President Barack Obama announced her son’s death and later called the family, insisting the administration had done everything possible to save Jim and even revealing to them an unsuccessful military operation to rescue the hostages. But the Foleys were unconvinced and during a subsequent White House visit, Foley says she bristled at Obama’s assurance that Jim was his highest priority, telling him the hostage families had felt abandoned.
Foley channeled that grief into action, pressing the government to do better. The administration in 2015 overhauled its approach to dealing with hostage cases, with Obama saying he’d heard “unacceptable” feedback from families about the government’s interactions with them. An FBI-led hostage recovery team was was created, along with a new State Department special envoy position.
But the heart of “American Mother,” written with Irish author Colum McCann, is about Foley’s interactions with Kotey — conversations mandated under Kotey’s 2021 plea agreement. ( El Sheikh was convicted at trial ).
Inside a conference room at a federal courthouse in Virginia, Foley asked Kotey to describe what he thought of Jim — a “typical white American” was the response, plus naive and optimistic. He was a truth-seeker, she told him, a teacher, a journalist. In another world, she said, you and Jim could have been friends.
Kotey shared details of his own life, too, pulling out photos of his daughters in bright blue and pink dresses that were taken in a Syrian refugee camp. Foley felt instantly moved by the girls’ beauty.

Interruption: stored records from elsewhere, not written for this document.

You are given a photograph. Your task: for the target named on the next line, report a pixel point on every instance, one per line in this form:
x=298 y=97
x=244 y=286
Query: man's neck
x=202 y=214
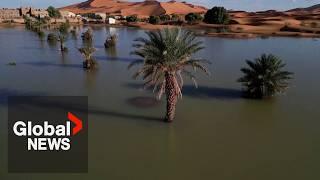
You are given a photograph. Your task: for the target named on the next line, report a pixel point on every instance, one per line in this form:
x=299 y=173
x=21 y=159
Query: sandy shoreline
x=207 y=30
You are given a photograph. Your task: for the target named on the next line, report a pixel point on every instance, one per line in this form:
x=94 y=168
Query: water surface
x=217 y=134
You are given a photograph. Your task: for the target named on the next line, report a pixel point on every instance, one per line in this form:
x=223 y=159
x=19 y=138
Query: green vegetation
x=165 y=17
x=154 y=20
x=192 y=18
x=52 y=37
x=217 y=15
x=53 y=12
x=89 y=62
x=41 y=34
x=111 y=41
x=64 y=27
x=166 y=54
x=265 y=77
x=87 y=36
x=133 y=18
x=175 y=17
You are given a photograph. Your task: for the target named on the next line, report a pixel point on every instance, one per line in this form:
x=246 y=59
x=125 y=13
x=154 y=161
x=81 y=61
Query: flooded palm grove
x=217 y=134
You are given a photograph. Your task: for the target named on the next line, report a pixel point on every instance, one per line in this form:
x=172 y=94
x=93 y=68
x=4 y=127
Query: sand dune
x=142 y=9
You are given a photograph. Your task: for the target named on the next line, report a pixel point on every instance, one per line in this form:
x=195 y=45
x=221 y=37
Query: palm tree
x=89 y=61
x=265 y=77
x=165 y=56
x=62 y=39
x=111 y=41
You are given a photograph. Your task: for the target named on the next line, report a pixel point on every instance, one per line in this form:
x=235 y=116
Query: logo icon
x=48 y=134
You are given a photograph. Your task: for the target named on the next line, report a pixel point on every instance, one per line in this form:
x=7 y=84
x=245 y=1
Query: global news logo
x=46 y=136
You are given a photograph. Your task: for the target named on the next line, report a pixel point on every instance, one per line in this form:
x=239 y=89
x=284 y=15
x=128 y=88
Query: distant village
x=18 y=15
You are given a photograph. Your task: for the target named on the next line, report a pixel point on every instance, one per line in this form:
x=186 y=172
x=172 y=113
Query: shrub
x=111 y=41
x=133 y=18
x=87 y=36
x=64 y=27
x=92 y=16
x=264 y=77
x=53 y=12
x=41 y=34
x=217 y=15
x=154 y=20
x=52 y=37
x=193 y=18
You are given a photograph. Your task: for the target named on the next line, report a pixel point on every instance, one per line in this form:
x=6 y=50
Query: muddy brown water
x=216 y=135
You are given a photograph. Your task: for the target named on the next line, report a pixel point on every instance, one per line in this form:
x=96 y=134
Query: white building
x=103 y=15
x=67 y=14
x=111 y=20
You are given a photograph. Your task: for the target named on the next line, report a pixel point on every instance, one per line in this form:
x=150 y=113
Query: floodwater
x=216 y=135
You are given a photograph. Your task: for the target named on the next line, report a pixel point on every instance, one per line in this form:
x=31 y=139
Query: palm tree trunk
x=61 y=46
x=171 y=97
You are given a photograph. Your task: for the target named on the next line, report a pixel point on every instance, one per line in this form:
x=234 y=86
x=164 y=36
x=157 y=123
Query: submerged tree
x=265 y=77
x=87 y=36
x=53 y=12
x=63 y=34
x=89 y=62
x=111 y=41
x=166 y=56
x=217 y=15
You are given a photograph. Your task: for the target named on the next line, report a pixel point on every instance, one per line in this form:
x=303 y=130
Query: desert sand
x=301 y=22
x=141 y=9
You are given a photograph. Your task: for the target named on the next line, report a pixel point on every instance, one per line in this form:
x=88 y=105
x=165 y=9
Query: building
x=103 y=15
x=111 y=20
x=9 y=13
x=40 y=13
x=68 y=14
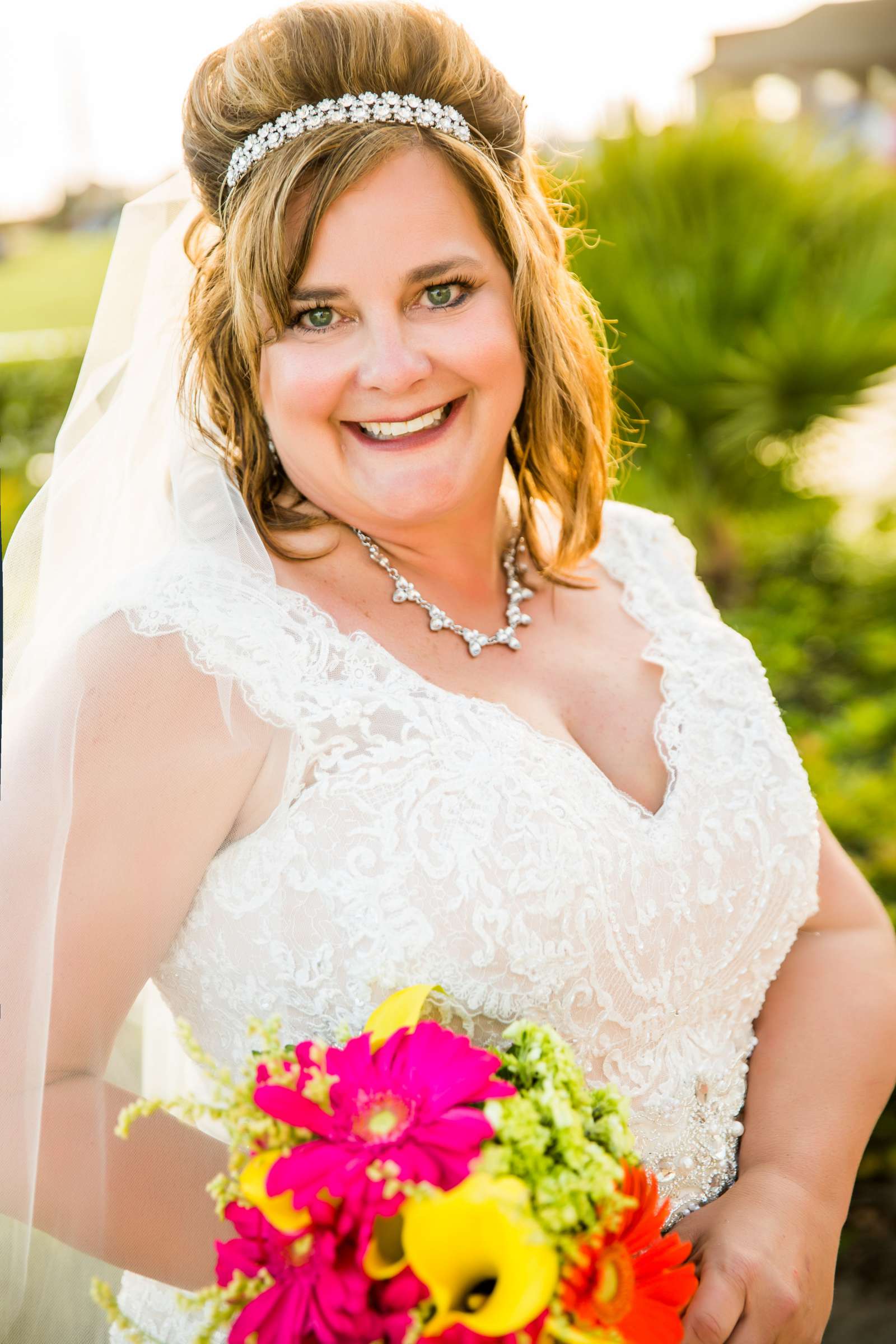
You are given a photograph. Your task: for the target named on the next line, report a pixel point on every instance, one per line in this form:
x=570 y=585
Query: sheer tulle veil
x=132 y=484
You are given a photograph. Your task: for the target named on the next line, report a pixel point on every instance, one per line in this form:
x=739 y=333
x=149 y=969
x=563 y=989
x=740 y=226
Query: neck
x=454 y=562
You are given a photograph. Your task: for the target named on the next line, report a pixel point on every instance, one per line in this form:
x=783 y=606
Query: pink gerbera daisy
x=320 y=1294
x=409 y=1103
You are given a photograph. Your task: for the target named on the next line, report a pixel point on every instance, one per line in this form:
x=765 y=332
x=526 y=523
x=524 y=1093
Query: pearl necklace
x=405 y=592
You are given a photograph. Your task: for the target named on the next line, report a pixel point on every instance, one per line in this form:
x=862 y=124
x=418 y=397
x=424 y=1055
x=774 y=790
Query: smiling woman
x=378 y=269
x=346 y=351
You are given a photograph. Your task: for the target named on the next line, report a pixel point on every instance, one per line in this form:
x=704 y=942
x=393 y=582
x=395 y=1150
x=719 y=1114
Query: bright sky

He acknowledged his role in Jim’s captivity but in a limited way; yes, he had punched him and written the message Jim delivered on camera before his murder. But he said he wasn’t present for the killing itself. The indictment doesn’t spell out specific roles for the defendants in the deaths of the Western hostages. What he had done, Kotey said, was what he’d been directed to do as a soldier in war.
At one point, he opened a tissue package, wiping his eyes as he described being moved by an HBO documentary he’d seen about Jim’s life, especially at the sight of his weeping father. He said he was sorry for causing the family pain.
But, he said, he wanted Foley to understand how he came by his resentment.
He told a story of once pulling the remains of a baby from the rubble of an American drone strike, lamenting how no one had been interested in making a documentary about that child as was done for Jim since she was not white or American.
The first two conversations occurred over two days in October 2021, weeks after Kotey’s guilty plea. She returned the following spring, weeks before he was to start his life sentence, after receiving two handwritten letters from him.
He wrote about his “compassion and sympathy for your collective anguish and grief as a family” but also his ambivalence upon learning that Jim’s brother was a U.S. military pilot — something he said he’d been reluctant to bring up in their earlier meetings.
He said he had “struggled to detangle” the “sins of the U.S. government” from “our own misguided and unjust responses towards these grievances” but that he now saw things with “greater clarity.”
In their final meeting, they returned again to the question of regret. He said he wished he had not done certain things he’d been ordered to do, and teared up as he recalled the look on Jim’s face during one particular beating.
He told her his wife and children had left the refugee camp and were now in Turkey and that he hoped he’d be able eventually to serve out his sentence in England. Foley extended her hand and he shook it. She said she would pray for him and wished him peace.
By the end of their time together, Diane Foley said in the interview, the sadness in the room was palpable. Everyone, she says, had lost.
She had lost her son; Kotey, even younger than Jim, “lost his freedom, his family, his country — all of it too.”
“To me,” she said, “that was incredibly poignant, and yet by listening to one another, I think there was a bit more understanding somehow.”